Lampedusa: il difficile riconoscimento delle salme, una donna somala in lutto

Veronica Robinson

Agosto 15, 2025

Una tragedia in mare ha colpito duramente le famiglie di migranti che cercavano un futuro migliore in Europa. Il 14 agosto 2025, a 14 miglia dalla costa di Lampedusa, una barca stracolma di persone ha cominciato a imbarcare acqua, trasformando un viaggio di speranza in un incubo senza fine. Tra i passeggeri, una giovane donna somala ha vissuto il dramma di perdere la propria neonata, che le è scivolata dalle braccia mentre il marito, incapace di nuotare, veniva inghiottito dalle onde.

Fino a tarda sera, la donna ha mantenuto una flebile speranza di ritrovare il marito vivo. Tuttavia, la realtà si è rivelata ben più cruda quando gli agenti di polizia le hanno mostrato le fotografie di 23 vittime, anime perdute nel doppio naufragio. Il riconoscimento del volto della figlia e quello del marito ha causato un dolore insopportabile, portandola a un crollo emotivo che ha segnato la sua esistenza.

La sofferenza non ha colpito solo la donna somala. Anche un uomo, anch’egli originario della Somalia, ha subito un malore dopo aver riconosciuto la cugina adolescente e un ragazzino di circa 14 anni, il quale ha visto il volto del fratello tra le immagini. La sua reazione è stata devastante: in lacrime, ha ripetuto all’infinito la frase “non è possibile”, incapace di accettare la perdita.

Il dramma del riconoscimento dei cadaveri

Lo straziante processo di identificazione dei corpi continua. Un adolescente egiziano, sopravvissuto alla tragedia, è riuscito a riconoscere lo zio e il nipote di sua zia, i quali avevano lasciato l’Egitto per cercare un futuro migliore in Francia, dopo mesi di prigionia in Libia. La loro storia, come quella di molti altri, è segnata da sofferenza e speranza infranta.

Un altro giovane egiziano ha identificato il suo amico, con il quale aveva intrapreso il viaggio verso l’Europa. Tra i sopravvissuti, 21 minori non accompagnati hanno trovato il coraggio di affrontare il dolore, ma non tutti sono stati in grado di farlo. Un ragazzino, dopo aver riconosciuto il nipote, ha abbassato lo sguardo e si è chiuso nel silenzio, incapace di rispondere alle domande degli agenti di polizia e dei mediatori culturali.

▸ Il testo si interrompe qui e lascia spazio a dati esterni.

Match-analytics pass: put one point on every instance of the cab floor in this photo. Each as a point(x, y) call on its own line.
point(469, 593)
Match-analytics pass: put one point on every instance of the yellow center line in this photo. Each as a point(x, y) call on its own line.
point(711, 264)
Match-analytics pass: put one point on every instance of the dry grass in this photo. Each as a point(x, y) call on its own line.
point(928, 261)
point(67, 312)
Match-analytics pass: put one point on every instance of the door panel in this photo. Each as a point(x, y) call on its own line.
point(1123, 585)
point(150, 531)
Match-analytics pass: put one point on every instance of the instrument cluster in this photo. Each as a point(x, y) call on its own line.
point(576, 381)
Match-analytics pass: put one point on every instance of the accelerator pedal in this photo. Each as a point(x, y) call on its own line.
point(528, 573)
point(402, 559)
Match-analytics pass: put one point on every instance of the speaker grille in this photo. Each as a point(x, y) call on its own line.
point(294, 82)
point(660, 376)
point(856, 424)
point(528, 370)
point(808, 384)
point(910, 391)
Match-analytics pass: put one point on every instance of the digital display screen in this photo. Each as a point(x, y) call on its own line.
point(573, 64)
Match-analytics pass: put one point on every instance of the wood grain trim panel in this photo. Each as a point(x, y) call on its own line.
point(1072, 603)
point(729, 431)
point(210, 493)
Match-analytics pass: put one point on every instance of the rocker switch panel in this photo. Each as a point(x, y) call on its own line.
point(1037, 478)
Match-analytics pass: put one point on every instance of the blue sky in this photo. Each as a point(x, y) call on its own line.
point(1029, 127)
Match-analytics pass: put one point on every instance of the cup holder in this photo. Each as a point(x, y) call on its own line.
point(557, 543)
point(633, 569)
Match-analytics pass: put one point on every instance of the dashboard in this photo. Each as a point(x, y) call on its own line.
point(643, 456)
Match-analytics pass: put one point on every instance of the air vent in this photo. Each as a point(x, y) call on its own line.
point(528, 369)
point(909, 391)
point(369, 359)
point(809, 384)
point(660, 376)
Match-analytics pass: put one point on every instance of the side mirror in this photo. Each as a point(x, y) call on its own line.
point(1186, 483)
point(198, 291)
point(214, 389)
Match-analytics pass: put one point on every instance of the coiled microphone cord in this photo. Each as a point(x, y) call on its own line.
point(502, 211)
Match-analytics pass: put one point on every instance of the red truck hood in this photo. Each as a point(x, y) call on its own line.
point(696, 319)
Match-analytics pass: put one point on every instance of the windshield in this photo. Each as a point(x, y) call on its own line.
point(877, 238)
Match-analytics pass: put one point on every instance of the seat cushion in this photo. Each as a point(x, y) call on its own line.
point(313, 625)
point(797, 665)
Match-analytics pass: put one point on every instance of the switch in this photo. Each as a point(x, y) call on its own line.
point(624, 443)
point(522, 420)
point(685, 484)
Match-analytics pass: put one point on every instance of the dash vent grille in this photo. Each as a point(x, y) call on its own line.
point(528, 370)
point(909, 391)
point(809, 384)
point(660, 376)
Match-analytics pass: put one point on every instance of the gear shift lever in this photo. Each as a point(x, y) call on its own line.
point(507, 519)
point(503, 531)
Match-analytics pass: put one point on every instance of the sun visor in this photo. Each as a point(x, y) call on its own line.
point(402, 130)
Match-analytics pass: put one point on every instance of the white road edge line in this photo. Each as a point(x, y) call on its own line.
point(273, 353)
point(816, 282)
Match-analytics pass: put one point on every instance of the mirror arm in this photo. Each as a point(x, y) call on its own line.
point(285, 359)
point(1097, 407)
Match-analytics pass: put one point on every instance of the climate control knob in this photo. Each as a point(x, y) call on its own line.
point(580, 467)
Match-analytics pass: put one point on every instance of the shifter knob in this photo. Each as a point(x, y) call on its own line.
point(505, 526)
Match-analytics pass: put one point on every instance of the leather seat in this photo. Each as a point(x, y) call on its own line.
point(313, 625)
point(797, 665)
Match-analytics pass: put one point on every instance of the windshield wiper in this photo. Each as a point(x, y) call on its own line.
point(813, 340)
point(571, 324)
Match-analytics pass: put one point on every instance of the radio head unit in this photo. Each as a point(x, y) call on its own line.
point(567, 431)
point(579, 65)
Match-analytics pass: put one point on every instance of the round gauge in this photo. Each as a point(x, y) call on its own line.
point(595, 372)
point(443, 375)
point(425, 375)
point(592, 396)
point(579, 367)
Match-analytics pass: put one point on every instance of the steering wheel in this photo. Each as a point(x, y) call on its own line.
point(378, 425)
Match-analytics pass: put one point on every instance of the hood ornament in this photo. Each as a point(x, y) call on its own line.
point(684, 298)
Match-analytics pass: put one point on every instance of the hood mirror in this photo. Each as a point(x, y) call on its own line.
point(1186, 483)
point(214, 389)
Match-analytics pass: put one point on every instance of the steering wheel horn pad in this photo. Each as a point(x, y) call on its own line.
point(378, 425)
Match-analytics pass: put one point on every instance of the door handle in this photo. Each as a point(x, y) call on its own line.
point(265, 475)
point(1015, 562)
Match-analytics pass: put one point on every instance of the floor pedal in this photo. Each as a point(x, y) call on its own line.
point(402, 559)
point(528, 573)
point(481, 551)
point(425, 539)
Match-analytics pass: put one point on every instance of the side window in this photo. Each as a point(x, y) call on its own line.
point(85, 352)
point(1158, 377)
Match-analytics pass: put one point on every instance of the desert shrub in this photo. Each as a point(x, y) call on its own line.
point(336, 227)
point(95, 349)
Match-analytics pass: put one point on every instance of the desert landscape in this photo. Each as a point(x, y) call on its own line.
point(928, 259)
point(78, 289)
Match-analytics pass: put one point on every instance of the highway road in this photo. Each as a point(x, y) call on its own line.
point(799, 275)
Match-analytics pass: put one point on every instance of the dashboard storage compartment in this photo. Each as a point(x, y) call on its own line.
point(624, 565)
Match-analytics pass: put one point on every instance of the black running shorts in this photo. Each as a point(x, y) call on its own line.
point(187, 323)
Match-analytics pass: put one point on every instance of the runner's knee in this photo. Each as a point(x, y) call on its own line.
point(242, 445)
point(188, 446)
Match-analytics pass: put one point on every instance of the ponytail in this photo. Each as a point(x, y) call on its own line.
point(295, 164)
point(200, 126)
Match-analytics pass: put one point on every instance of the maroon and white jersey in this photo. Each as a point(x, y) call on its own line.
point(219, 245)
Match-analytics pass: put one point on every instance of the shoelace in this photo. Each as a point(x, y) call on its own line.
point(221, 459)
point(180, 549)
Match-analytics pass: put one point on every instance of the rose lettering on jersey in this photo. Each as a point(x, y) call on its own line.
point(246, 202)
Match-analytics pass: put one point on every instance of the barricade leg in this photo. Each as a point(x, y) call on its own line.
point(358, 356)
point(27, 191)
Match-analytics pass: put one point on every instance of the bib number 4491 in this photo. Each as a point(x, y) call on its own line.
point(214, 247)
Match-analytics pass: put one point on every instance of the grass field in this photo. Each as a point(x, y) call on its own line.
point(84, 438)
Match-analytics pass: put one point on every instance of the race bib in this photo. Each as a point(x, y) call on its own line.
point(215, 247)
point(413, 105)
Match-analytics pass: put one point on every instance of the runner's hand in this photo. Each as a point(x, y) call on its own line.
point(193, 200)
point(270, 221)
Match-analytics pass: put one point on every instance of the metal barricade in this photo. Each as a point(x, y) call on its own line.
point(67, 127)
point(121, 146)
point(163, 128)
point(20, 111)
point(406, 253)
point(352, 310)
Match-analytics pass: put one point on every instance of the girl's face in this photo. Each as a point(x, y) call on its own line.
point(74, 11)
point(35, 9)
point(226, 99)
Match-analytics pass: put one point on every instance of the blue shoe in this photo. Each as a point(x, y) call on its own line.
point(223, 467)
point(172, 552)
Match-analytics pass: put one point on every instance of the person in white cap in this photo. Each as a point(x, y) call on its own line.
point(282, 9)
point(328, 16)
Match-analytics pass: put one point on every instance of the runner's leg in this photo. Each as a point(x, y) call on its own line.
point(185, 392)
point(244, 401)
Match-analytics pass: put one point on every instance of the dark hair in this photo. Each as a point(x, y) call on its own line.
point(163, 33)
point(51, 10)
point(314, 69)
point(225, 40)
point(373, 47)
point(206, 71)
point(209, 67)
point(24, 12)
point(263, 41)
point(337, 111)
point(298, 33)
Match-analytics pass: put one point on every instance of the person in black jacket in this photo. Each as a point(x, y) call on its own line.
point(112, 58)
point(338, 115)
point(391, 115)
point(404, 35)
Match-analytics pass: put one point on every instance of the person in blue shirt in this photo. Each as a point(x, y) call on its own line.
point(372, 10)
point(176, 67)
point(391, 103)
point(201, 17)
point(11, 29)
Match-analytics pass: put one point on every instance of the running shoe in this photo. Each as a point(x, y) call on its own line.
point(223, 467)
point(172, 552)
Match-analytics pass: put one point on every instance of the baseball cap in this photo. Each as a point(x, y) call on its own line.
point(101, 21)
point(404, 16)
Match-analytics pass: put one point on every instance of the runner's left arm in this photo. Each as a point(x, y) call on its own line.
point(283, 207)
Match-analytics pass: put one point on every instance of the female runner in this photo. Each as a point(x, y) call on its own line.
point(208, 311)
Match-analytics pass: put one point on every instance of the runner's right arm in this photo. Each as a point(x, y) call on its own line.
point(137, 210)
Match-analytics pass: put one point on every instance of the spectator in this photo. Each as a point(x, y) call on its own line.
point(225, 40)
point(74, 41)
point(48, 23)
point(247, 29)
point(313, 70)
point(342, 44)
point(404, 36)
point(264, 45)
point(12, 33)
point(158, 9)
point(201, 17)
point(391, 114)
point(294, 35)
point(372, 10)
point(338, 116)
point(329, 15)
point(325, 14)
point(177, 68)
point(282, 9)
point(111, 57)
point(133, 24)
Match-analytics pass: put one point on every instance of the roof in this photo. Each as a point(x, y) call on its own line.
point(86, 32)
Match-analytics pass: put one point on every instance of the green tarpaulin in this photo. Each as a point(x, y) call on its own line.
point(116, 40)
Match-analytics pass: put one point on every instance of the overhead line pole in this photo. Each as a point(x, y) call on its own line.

Una giovane superstite ha chiesto di non partecipare al riconoscimento. Ha perso diversi familiari e, pur essendo sola all’hotspot, non è riuscita a trovare la forza per affrontare le immagini dei suoi cari. La sua scelta evidenzia la profondità del trauma vissuto da chi ha sopravvissuto a un evento così devastante, lasciando un segno indelebile nelle loro vite e nelle vite delle famiglie rimaste in attesa di notizie.